1) Symptomatic transmission: direct transmission from a symptomatic individual, through a contact that can be readily recalled by the recipient.
2) Presymptomatic transmission: direct transmission from an individual that occurs before the source individual experiences noticeable symptoms. (Note that this definition may be context-specific—for example, based on whether it is the source or the recipient who is asked whether the symptoms were noticeable.)
3) Asymptomatic transmission: direct transmission from individuals who never experience noticeable symptoms. This can only be established by follow-up, as single–time point observation cannot fully distinguish asymptomatic from presymptomatic individuals.
4) Environmental transmission: transmission via contamination, and specifically in a way that would not typically be attributable to contact with the source in a contact survey (i.e., this does not include transmission pairs who were in extended close contact, but for whom in reality the infectious dose passed via the environment instead of more directly). These could be identified in an analysis of spatial movements.
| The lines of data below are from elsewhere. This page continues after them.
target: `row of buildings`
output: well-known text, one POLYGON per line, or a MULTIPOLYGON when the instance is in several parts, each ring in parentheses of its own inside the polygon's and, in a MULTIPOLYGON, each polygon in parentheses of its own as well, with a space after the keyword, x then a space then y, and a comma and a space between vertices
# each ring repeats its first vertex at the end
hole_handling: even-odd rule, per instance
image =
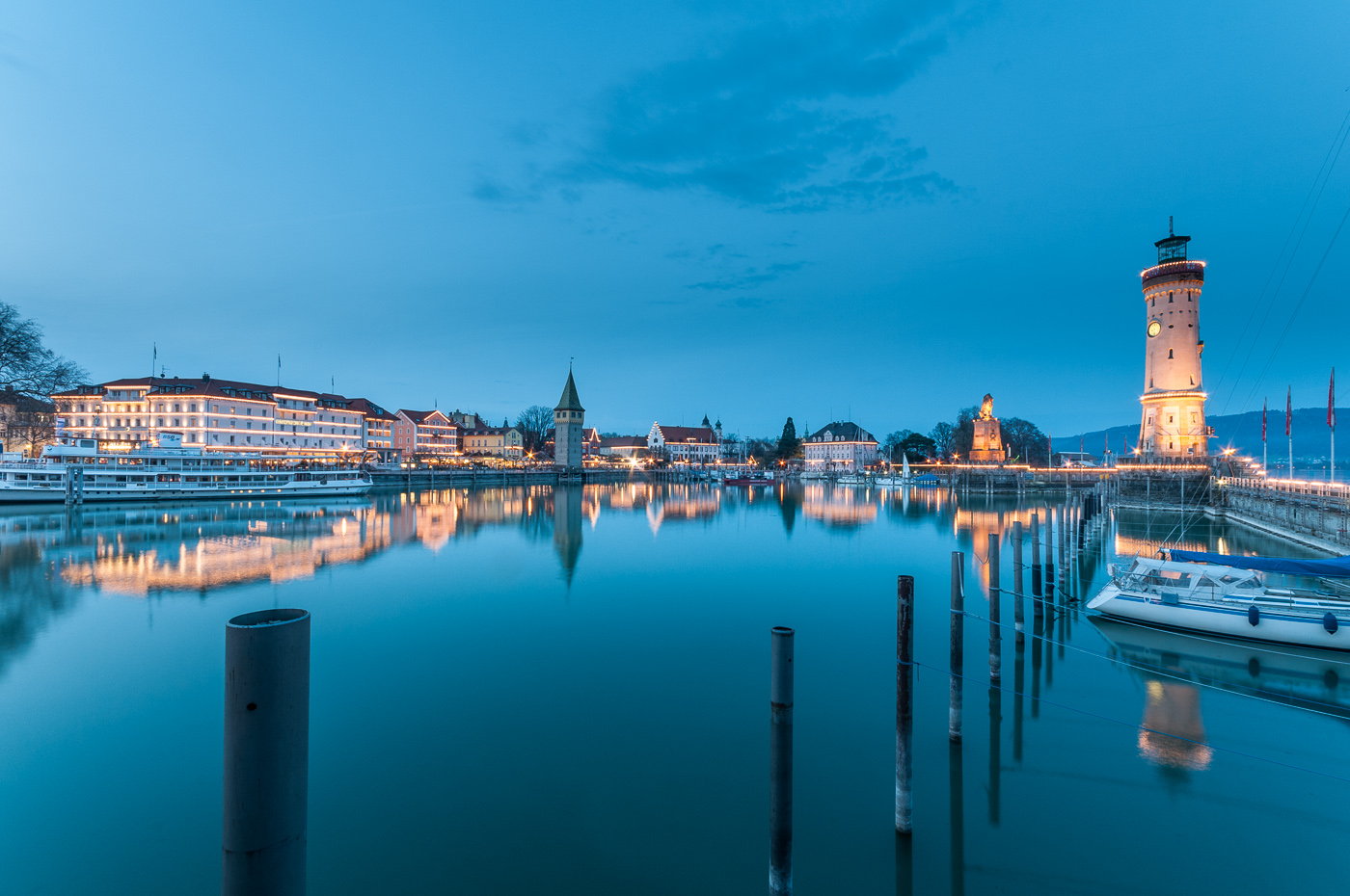
MULTIPOLYGON (((477 414, 387 410, 348 398, 234 379, 140 376, 51 395, 55 437, 94 439, 130 451, 163 433, 193 448, 262 455, 355 457, 520 457, 522 433, 477 414)), ((8 445, 7 445, 8 447, 8 445)))
MULTIPOLYGON (((51 402, 53 436, 93 439, 107 451, 130 451, 169 433, 180 436, 185 447, 273 456, 383 463, 526 456, 526 433, 506 421, 491 426, 478 414, 459 410, 389 410, 369 398, 209 374, 115 379, 55 393, 51 402)), ((733 460, 737 452, 737 445, 724 439, 722 422, 707 417, 701 426, 653 422, 645 436, 602 437, 586 426, 571 371, 554 409, 554 428, 541 441, 541 453, 566 468, 656 459, 706 466, 733 460)), ((806 466, 857 470, 876 461, 876 439, 856 424, 830 424, 805 440, 806 466)))

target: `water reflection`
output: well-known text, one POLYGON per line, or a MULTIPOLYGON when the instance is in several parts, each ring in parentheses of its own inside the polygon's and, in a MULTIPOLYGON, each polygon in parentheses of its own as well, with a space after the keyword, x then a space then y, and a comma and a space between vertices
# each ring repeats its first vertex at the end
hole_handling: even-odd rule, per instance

We acknowledge that boundaries between these categories may be blurred, but defined broadly these categories have different implications for prevention, responding differently to classical measures of case isolation and quarantining contacts (
9,
10) [for a specific application to COVID-19, see below (
11)].
Evidence exists for each of these routes of transmission: symptomatic (
12), presymptomatic (
13), asymptomatic (
14), and environmental (
12). For prevention, the crucial information is the relative frequency of different routes of transmission so as to allocate finite resources between different intervention strategies.
Li
et al. (
12) presented self-reported data on exposure for the first 425 cases in Wuhan; some of these recorded visits to the Huanan Seafood Wholesale Market. The generalizability of transmission in that setting to other settings is highly uncertain, as this large-scale event seeded the epidemic in the absence of any knowledge about the disease. After closure of the Huanan Seafood Wholesale Market on 1 January 2020, of 240 cases with no exposure to any wet market, 200 individuals (83%) reported no exposure to an individual with respiratory symptoms. Inaccurate recall may explain some responses, including failing to notice symptoms that were exceptional at a time before awareness of the disease began, but it is unlikely to be as much as 83% of them, implying that many individuals were infected by nonsymptomatic individuals.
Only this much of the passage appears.